„Ich wollte mal was Neues ausprobieren“

■ Kriminalbeamter des Staatsschutzes wegen vorsätzlichen Vollrauschs zu zwei Jahren auf Bewährung verurteilt / Er hatte eine junge Frau sexuell genötigt, gefesselt, mißhandelt und versucht, sie zu vergewaltigen / Strafmilderung, weil er der Frau 12.000 Mark Schmerzensgeld zahlte

„Wenn die Stimmung an dem lauen Frühlingsabend nicht schon sexuell aufgeladen gewesen wäre, wäre es zu 99 Prozent nicht zu der Tat gekommen“, zog der Vorsitzende Richter Föhrig gestern am Ende eines Vergewaltigungsprozesses Bilanz. Verantworten mußte sich ein 41jähriger Kriminal -Oberkommissar des Staatsschutzes, der die 23jährige Freundin seines Bruders im Mai '88 geschlagen, gefesselt und sexuell mißhandelt hatte. Der Prozeß endete mit zwei Jahren Haft auf Bewährung wegen vorsätzlichen Vollrausches, weil der Kriminal-Oberkommissar Wolfgang W. bei der Tat mindestens drei Promille Alkohol im Blut hatte. Strafmildernd wertete das Gericht, daß er der Geschädigten Silvia S. vor Verhandlungsbeginn 12.000 Mark Schmerzengeld angeboten und sich einer zurückhaltenden Verteidigungsstrategie bedient hatte. „Angemessen“ berücksichtigt wurde auch, daß sich der Angeklagte mit der Tat Beruf und Karriere vermasselte. Der seit der Tat vom Dienst suspendierte Wolfgang W. galt als wertvoller Mitarbeiter im Staatsschutz. Er war während der Lorenz -Entführung (1975) in die Behörde geholt worden und hatte sich dort nach Fortbildungen in den Führungsstab hochgedient. „Wir guckten sehr hoffnungsvoll auf ihn und hatten alsbald die Absicht ihn weiter aufsteigen zu lassen“, sagte der Leiter des Staatschutzes, Hans Kaiser (58) als Zeuge.

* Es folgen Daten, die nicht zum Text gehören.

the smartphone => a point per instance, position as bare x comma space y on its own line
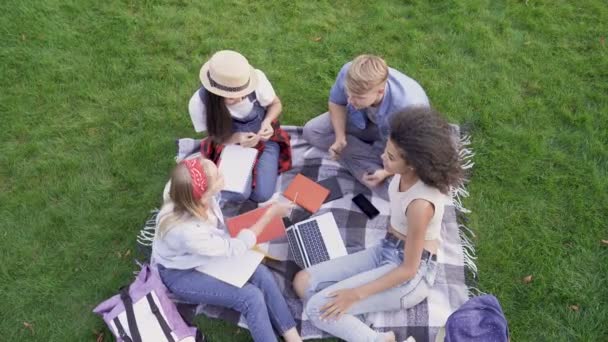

Wolfgang W. gab an, zu den ihm zur Last gelegten Vorwürfen kaum etwas sagen zu können, weil er betrunken gewesen sei, wie nie zuvor in seinem Leben. Begonnen habe alles auf seinem Balkon in der Wohung am Kaiserdamm, wo er an Himmelfahrt mit seinem aus München angereisten Bruder Bernhard und dessen Freundin Silvia zu Abend gegessen habe. Zunächst habe ihn Silvia „immer so angeguckt“, und sich später auf seinen Schoß gesetzt, sagte Wolfgang W. Später sei Silvia ins Bett verschwunden, aber nicht auf die Gästecouch, wo sie mit dem Bruder nächtigte, sondern in sein Bett. Er erinnere sich, daß er sich später zu ihr gelegt habe und sie sich umarmt hätten. „Ich habe angeregt, ob wir was neues ausprobieren wollen“, begründet W., warum er aus seinem Schrank Packriemen geholt und Silvia an Händen und Füßen gefesselt hatte. „Nie zuvor“ habe er so etwas gemacht, beteuerte W. Irgendwann habe er Silvia geschlagen, weil sie ihn gebissen habe. Daraufhin sei das Mädchen weinend zum Bruder ins Nebenzimmer gerannt.

Der 23jährigen Fotolaborantin, die zuvor noch keine intimen Erfahrungen gemacht hatte, waren die psychischen Folgen der Tat noch deutlich anzumerken. Mit kaum vernehmbarer Stimme bestätigte sie, daß sie den Angeklagten sympathisch gefunden und sich auf deshalb auf dessen Schoß gesetzt habe. In das Bett des Kommissars habe sie sich gelegt, weil sie den Flirt vom Balkon fortsetzen wollte. Als der Angeklagte aber verlangte habe, mit ihr zu schlafen, sei die Sympathie „weg“ gewesen. Warum sie nicht weggelaufen sei oder geschrien habe, könne sie nicht erklären. Die Zeugin berichtete, daß sie durch eine Schlinge am Hals Todesängste erlitten habe und bei den sexuellen Handlungen mehrmals bewußtlos geworden sei. In der Urteilsbegründung versuchte der Richter, Silvia S. ihre wiederholt geäußerten Schuldgefühle zu nehmen: „Die Nebenklägerin trifft an der Tat nicht die geringste Schuld“, sagte Föhrig. Es müsse aber „zwischen Schuld und Verursachung“ - womit die eingangs zitierte sexuell aufgeladene Stimmung gemeint war - „unterschieden werden“.